L’ufficio è una stanza splendida piena di stucchi che si perde in un soffitto di legno istoriato e dorato. Affreschi, tende, mobili di pregio. Un tavolo da riunione in un angolo e due individui seduti su un lato.
«Mirati» fa uno asciutto alzandosi, «Fantini» fa l’altro porgendole la mano «E lei è la dottoressa…»
«No, non dottoressa… sono la signora Vistarini e basta» replica modesta la donna. I due la invitano a sedersi. Mirati, un individuo basso e grassoccio con un pizzo grigio e il cranio quasi completamente calvo scorre alcuni fogli in una cartellina.
«Signora Erminia, giusto? Abbiamo letto il suo curriculum e ci è parso interessante. Come segretaria ha accumulato una bella esperienza vero? E come mai ora si trova senza lavoro?» chiede chiudendo la cartellina.
«La ditta in cui ero impiegata ha chiuso… fallimento. Il dottor Scurati era molto dispiaciuto ma sono stati costretti a licenziarmi»
«Scurati?» interviene Fantini «Lucio Scurati?»
«Sì, Lucio Scurati. Lo conoscete?» chiede Erminia.
«Perbacco se lo conosciamo. Quel farabutto ci deve un sacco di soldi per la causa di fallimento…» dice ridacchiando Mirati.
«Non entro nel merito ma…» inizia Vistarini.
«Meglio non entrare nel merito, ha ragione» la interrompe Fantini. Poi guarda Mirati e questi fa un lieve cenno d’assenso: «Risulta, da quanto ha scritto, che lei frequenta un gruppo di teatro…»
Erminia sorride: «Sì, nel tempo libero… siamo un gruppo di attori dilettanti… mettiamo su uno spettacolo ogni tanto… ci divertiamo così, il nostro pubblico è fatto di amici, di conoscenti…»
«Perfetto, perfetto. Proprio quello che ci serve, qualcuno che abbia esperienza di recitazione…» allude Fantini.
«C’entrerebbe con il mio lavoro?» chiede Erminia, sospettosa.
«Non proprio, ma in qualche modo… Vede, signora, noi abbiamo bisogno di una segretaria per il nostro, diciamo, ufficio speciale» fa Mirati.
«Si rassicuri… niente di illegale. L’ufficio di cui le parliamo è una sede distaccata del nostro studio che fa capo a una Fondazione. Una Fondazione principalmente a scopo di beneficenza che però svolge anche altri lavoretti particolari» Fantini sorride compiaciuto.
«Con la Fondazione trattiamo alcuni casi complessi per i quali è meglio che lo studio non venga coinvolto apertamente. Casi anche molto riservati» sussurra Mirati.
«Per questo abbiamo bisogno di una persona competente, di poche parole, sicura dal punto di vista dell’affidabilità… non vogliamo contatti con giornalisti e altri ficcanasi del genere: ha compreso?» dice Fantini con un tono vagamente minaccioso.
«In cambio lei avrà uno stipendio che crediamo sinceramente non avrà mai visto in vita sua» lascia andare Mirati.
«Certamente non con quello squalo di Scurati» sottolinea corrosivo Fantini.

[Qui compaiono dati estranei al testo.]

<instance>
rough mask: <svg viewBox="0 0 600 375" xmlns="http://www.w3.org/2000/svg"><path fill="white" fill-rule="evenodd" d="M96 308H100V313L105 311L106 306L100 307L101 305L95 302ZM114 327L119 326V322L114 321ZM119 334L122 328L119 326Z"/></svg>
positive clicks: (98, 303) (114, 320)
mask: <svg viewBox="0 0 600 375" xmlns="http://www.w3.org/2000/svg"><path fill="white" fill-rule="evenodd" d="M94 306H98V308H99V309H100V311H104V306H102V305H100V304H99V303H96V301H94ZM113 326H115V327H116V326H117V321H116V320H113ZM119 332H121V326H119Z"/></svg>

«E un carico di lavoro certamente non stressante. Sarà anche libera di gestirsi tempo e orari come crede, fatto salvo il fatto che dovrà essere presente regolarmente almeno venticinque ore nella settimana più le volte che le indicheremo noi. In quei casi la sua presenza sarà obbligata e non potrà accampare scuse, qualsiasi sia l’orario» Mirati la scruta per valutare l’effetto che le sue parole hanno avuto su di lei.
Erminia è disorientata. L’offerta è allettante ma un sesto senso maturato durante tutti quegli anni di ufficio la mette in guardia: che cosa mai vogliono da lei quei due marpioni? Un ufficio speciale? Eh sì, niente di illegale. Questo è quello che dicono loro. Sulla difensiva, domanda: «E lo stipendio quanto sarebbe?»
Mirati e Fantini si guardano appena, poi Fantini dice: «Tremila cinquecento al mese. Netti. Più alcuni bonus: per esempio abiti adatti al lavoro… le indicheremo noi dove andare e se ne farà fare cinque o sei… dovrà curare un po’ di più il suo aspetto. Siamo convenzionati con una azienda molto buona, specialista nel wellness, dovrà andarci una volta alla settimana. Ovviamente a nostre spese. Le pare un’offerta vantaggiosa?»
Erminia boccheggia. Neanche nelle sue più rosee previsioni o illusioni mai aveva sognato di guadagnare tanto. Ma non riesce ancora a fidarsi: «E il lavoro, di preciso in che cosa consisterebbe?»
Mirati e Fantini si guardano, seccati: «Guardi signora, possiamo arrivare fino a quattromila ma non di più»
Erminia si sente punta sul vivo: «Signori, voglio sapere in che cosa consiste il lavoro. Non voglio rilanciare…» dice quasi offesa.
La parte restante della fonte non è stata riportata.